Keras saves models by inspecting their architectures. This technique saves everything:

  • The weight values

  • The model's architecture

  • The model's training configuration (what you pass to the .compile() method)

  • The optimizer and its state, if any (this enables you to restart training where you left off)

Keras is not able to save the v1.x optimizers (from tf.compat.v1.train) since they aren't compatible with checkpoints. For v1.x optimizers, you need to re-compile the model after loading—losing the state of the optimizer.

Saving custom objects

If you are using the SavedModel format, you can skip this section. The key difference between high-level .keras/HDF5 formats and the low-level SavedModel format is that the .keras/HDF5 formats uses object configs to save the model architecture, while SavedModel saves the execution graph. Thus, SavedModels are able to save custom objects like subclassed models and custom layers without requiring the original code. However, debugging low-level SavedModels can be more difficult as a result, and we recommend using the high-level .keras format instead due to its name-based, Keras-native nature.

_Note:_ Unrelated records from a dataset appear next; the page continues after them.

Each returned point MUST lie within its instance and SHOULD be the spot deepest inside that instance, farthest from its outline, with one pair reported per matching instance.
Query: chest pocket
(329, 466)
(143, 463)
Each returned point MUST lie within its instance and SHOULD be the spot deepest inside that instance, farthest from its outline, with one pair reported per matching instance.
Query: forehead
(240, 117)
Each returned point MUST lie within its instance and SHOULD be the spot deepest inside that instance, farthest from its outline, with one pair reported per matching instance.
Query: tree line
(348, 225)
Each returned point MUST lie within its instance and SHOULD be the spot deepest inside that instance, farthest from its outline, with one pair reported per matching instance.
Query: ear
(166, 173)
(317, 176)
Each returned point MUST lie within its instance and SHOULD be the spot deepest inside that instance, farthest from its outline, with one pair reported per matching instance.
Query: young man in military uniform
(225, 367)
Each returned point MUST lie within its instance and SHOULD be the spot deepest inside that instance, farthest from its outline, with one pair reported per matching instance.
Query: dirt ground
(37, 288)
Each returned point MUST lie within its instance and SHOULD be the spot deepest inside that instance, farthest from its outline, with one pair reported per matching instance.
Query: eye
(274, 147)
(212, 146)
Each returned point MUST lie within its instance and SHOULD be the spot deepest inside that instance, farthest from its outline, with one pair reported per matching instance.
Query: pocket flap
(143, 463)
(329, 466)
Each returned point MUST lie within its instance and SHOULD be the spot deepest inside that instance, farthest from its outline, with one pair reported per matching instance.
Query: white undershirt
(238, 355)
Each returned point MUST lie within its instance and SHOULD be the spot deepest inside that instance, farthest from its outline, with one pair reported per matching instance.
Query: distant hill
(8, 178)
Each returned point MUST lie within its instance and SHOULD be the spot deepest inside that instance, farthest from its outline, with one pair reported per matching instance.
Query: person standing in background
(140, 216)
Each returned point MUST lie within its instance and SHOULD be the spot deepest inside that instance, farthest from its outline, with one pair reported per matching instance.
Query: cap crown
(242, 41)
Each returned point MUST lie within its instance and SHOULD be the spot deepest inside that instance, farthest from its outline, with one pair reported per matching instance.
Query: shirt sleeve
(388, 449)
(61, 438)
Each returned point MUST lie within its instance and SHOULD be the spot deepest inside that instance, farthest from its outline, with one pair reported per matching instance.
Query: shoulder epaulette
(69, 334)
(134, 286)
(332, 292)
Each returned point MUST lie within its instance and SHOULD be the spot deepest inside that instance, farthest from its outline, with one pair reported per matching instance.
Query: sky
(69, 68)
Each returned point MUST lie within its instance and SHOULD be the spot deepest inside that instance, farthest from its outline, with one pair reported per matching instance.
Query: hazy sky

To save custom objects to .keras and HDF5, you must do the following:

  1. Define a get_config method in your object, and optionally a from_config classmethod.

  • get_config(self) returns a JSON-serializable dictionary of parameters needed to recreate the object.

  • from_config(cls, config) uses the returned config from get_config to create a new object. By default, this function will use the config as initialization kwargs (return cls(**config)).

  1. Pass the custom objects to the model in one of three ways:

  • Register the custom object with the @tf.keras.utils.register_keras_serializable decorator. (recommended)

  • Directly pass the object to the custom_objects argument when loading the model. The argument must be a dictionary mapping the string class name to the Python class. E.g. tf.keras.models.load_model(path, custom_objects={'CustomLayer': CustomLayer})

  • Use a tf.keras.utils.custom_object_scope with the object included in the custom_objects dictionary argument, and place a tf.keras.models.load_model(path) call within the scope.

Refer to the Writing layers and models from scratch tutorial for examples of custom objects and get_config.